Monday, September 3, 2012

Mixed Fruit Butter

 It's that time of year. The fruit at the farmer's market and at the grocery store looks unbelievably good. I know I need lettuce or potatoes and the next thing you know there are plums or peaches or nectarines or cherries following me home.

It doesn't matter that I've already got peaches in the fridge. And then I eat the newer ones because they look better than plums that I bought four days ago.

Then what?

Slightly overripe fruit has plenty of uses. It's great for cooking and baking. And that overripe fruit tends to be sweeter as well as a little softer, which is a big bonus for some cooking applications.

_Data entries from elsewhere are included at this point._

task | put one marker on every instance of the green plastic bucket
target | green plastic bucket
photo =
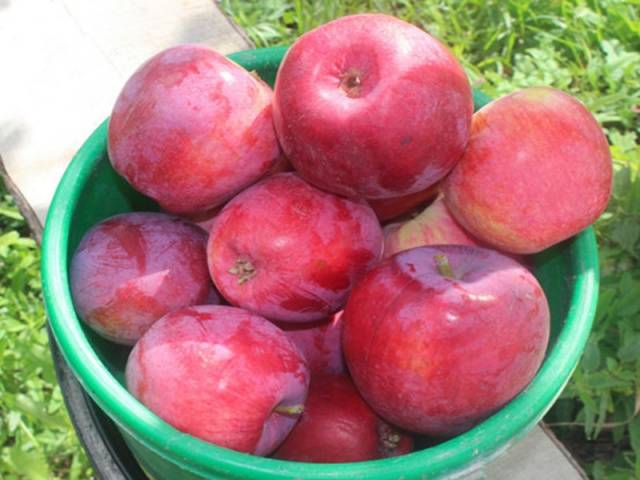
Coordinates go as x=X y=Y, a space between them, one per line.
x=91 y=191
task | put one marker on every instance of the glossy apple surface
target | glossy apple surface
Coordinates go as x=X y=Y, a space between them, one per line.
x=370 y=106
x=191 y=128
x=434 y=226
x=320 y=343
x=131 y=269
x=338 y=426
x=438 y=338
x=390 y=208
x=537 y=171
x=289 y=251
x=221 y=374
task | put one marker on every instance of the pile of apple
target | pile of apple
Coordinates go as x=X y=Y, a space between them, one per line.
x=333 y=339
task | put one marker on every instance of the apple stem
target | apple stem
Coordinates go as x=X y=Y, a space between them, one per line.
x=351 y=82
x=290 y=409
x=389 y=439
x=244 y=270
x=444 y=267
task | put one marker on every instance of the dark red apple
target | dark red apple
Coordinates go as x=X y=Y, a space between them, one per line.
x=338 y=426
x=390 y=208
x=537 y=171
x=132 y=269
x=291 y=252
x=434 y=226
x=438 y=338
x=191 y=129
x=320 y=343
x=371 y=106
x=221 y=374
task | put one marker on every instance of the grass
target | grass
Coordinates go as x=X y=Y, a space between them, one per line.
x=37 y=441
x=589 y=48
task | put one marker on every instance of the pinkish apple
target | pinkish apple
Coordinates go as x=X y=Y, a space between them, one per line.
x=338 y=426
x=537 y=171
x=221 y=374
x=291 y=252
x=434 y=226
x=320 y=343
x=438 y=338
x=371 y=106
x=191 y=129
x=132 y=269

I ended up making a mixed fruit butter using some ripe fruit and some that was a little overripe, and it needed absolutely no extra sugar.

I used grapes, peaches, plums, pluots, and cherries.

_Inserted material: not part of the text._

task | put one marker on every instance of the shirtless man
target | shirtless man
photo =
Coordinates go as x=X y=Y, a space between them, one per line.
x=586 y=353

Now all you need is an English muffin. Or, if you must, go ahead and spread it on toast.

Mixed Fruit Butter

1 quart mixed fruit
1 cup water
Pinch of salt
Sugar, as needed

Wash the fruit and pit the fruit that is easy to pit. I pitted the big fruit - peaches, plums, and pluots, but I left the pits in the cherries.

Put the fruit in a saucepan along with the water and salt. Simmer slowly with the pot covered until the fruit is very soft. Stir as needed to keep it from sticking, and add water as needed to keep it from burning.

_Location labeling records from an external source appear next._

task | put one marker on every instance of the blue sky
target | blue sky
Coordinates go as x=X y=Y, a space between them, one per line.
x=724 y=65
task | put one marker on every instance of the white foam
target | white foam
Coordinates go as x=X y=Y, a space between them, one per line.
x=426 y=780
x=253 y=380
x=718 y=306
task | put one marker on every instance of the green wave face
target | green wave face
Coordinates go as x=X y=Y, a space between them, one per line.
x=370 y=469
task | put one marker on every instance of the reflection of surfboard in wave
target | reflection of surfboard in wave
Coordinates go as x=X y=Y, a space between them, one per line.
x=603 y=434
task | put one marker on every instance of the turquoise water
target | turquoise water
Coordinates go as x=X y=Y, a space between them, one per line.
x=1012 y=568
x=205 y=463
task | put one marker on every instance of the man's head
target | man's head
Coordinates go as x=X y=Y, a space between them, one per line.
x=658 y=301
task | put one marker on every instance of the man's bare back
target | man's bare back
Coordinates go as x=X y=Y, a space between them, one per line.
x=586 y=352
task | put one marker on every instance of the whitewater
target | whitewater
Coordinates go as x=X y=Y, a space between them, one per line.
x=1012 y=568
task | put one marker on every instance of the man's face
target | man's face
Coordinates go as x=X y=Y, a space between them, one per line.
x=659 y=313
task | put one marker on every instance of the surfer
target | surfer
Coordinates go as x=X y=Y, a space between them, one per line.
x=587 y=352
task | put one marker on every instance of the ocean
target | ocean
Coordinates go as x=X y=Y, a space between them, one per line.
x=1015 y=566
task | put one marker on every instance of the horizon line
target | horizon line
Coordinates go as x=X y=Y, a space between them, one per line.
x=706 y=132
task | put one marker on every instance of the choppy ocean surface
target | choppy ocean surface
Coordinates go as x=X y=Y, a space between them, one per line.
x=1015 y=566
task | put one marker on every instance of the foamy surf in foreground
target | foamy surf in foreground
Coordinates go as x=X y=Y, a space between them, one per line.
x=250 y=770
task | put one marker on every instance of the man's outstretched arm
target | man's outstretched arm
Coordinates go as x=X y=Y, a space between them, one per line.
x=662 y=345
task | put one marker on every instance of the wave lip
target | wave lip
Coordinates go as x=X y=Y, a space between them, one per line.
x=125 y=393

When the fruit is very soft, pass it though a food mill or fine strainer to get rid of the skin and any pits that you left behind. Continue cooking the strained fruit, stirring often, until it's very thick and is about 1/4 the original volume. Yup, I started with a quart of fruit and ended up with a cup of fruit butter.

Taste and add sugar, if needed and cook long enough to melt the sugar.. The fruit I had was sweet enough without any added sugar.

Let the fruit butter cool, transfer to a storage container, and refrigerate.